Huevos Rancheros

 

So it is Tax Day. Boo hoo. Mark and I timed our marriage date poorly because we tied the knot on April 14. So every anniversary is the day before Tax Day. Needless to say, we do not go all out on anniversary presents. Once again, boo hoo.

Last night, in celebration of our 22nd anniversary and to note the fact that we have no money because it is, yes, Tax Day, I made Huevos Rancheros, a traditional Mexican dish served as a mid-morning meal on poor farms. I have some mint and rosemary growing in a pot by the garage so I think that qualifies Casa de la Mayhew as a poor farm.

And because I was doing this on the cheap I used what I already had in the pantry and fridge. I would like to say that I settled on pureed lentils from a can of lentil soup instead of re-fried beans because the lentils are healthier. But that would be a lie. Mark wanted lentil soup when he was sick about a year ago and then he got well and he didn’t want it anymore. But with the addition of some ancho chile powder and cumin it made a fine stand-in for re-fried beans.

I would also like to point out the irony that my husband will never, ever order sunny-side-eggs for breakfast but he will happily eat one when I tell him the yolk makes a “sauce.” He’s so easily led.

Huevos Rancheros

For the pureed lentils:

1 19-ounce can lentil soup (Progresso), drained and pureed in a blender

½ teaspoon ancho chile powder

¼ teaspoon cumin

Salt to taste

Heat the puree in a saucepan after blending.

 

For the tomato sauce:

½ cup diced red onion

1 tablespoon chopped green chiles

1 14.5-ounce can diced tomatoes, drained

¼ teaspoon cumin

¼ teaspoon smoked paprika

¼ cup red wine

Salt and pepper to taste

Saute the onions and chiles in 1 tablespoon of oil until they are translucent and beginning to brown. Add the tomatoes, cumin, paprika, red wine, salt and pepper and simmer until sauce thickens.

 

8 6-inch flour tortillas

4 eggs

Mexican melting cheese (or any cheese you have on hand), grated

Fry the tortillas in a dry pan until they are browned and crisped. Reserve.

Heat 1 teaspoon of butter in the same pan and fry the eggs.

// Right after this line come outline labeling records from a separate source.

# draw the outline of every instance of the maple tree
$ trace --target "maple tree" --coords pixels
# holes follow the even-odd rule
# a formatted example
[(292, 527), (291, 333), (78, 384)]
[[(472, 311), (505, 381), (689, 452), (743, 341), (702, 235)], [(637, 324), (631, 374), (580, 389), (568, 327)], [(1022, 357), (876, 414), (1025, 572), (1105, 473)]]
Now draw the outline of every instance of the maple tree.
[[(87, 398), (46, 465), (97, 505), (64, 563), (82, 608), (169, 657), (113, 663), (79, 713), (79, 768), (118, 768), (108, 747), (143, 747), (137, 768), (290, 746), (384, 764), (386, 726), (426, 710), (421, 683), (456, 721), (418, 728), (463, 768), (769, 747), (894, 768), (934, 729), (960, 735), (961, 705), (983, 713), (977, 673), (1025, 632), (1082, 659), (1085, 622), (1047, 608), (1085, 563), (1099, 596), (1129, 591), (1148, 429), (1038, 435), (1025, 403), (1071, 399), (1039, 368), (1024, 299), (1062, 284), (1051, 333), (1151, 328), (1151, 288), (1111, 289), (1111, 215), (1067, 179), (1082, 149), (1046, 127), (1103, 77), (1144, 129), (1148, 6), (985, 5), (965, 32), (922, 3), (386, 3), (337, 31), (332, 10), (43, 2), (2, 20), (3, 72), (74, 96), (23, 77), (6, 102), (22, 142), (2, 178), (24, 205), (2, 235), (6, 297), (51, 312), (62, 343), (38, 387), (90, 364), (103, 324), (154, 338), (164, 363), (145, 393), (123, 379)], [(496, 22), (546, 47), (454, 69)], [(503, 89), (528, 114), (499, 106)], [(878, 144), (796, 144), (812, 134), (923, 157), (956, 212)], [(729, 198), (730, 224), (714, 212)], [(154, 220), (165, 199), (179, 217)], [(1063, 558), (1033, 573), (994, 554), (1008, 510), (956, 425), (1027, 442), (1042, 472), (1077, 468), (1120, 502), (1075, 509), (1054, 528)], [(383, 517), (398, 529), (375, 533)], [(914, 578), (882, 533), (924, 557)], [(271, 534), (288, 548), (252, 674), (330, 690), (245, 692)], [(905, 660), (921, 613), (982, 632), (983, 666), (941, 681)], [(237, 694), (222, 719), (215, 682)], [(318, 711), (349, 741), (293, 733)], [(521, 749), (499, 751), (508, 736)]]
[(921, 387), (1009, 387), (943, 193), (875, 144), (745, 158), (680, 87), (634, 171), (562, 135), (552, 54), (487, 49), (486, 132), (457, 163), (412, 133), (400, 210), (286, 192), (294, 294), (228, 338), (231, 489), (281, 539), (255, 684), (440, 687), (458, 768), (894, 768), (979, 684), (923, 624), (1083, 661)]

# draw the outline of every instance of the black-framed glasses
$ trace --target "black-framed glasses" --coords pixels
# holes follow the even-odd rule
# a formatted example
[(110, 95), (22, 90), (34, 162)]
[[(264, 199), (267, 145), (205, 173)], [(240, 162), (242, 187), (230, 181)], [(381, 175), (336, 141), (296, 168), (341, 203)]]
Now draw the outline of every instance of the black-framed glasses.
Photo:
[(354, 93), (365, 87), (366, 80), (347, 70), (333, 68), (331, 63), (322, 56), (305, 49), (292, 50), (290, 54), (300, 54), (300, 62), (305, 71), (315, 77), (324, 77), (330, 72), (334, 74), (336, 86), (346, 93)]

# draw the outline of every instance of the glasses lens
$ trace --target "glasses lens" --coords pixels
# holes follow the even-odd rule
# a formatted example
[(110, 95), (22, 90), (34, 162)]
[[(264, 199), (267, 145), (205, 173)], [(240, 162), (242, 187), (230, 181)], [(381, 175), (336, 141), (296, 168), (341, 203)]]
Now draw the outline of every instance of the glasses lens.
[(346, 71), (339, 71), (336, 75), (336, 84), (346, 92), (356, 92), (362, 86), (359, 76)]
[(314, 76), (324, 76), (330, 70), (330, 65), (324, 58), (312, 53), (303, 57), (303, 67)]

To assemble: Place a tortilla on a plate. Top with the lentil puree and sprinkle with grated cheese. Add another tortilla and top with the tomato sauce and an egg.

3 Comments

Filed under breakfast, cheese, eggs, Uncategorized

3 responses to “Huevos Rancheros

  1. elva thompson

    My late husband always said he hated Mexican food but he could tolerate Huevos Rancheros so he always ordered them when we went to a Tex-Mex R. I never fixed them at home — hated to see a grown man cry ?!!

  2. TJ

    How did I never know about this blog before? You are awesome!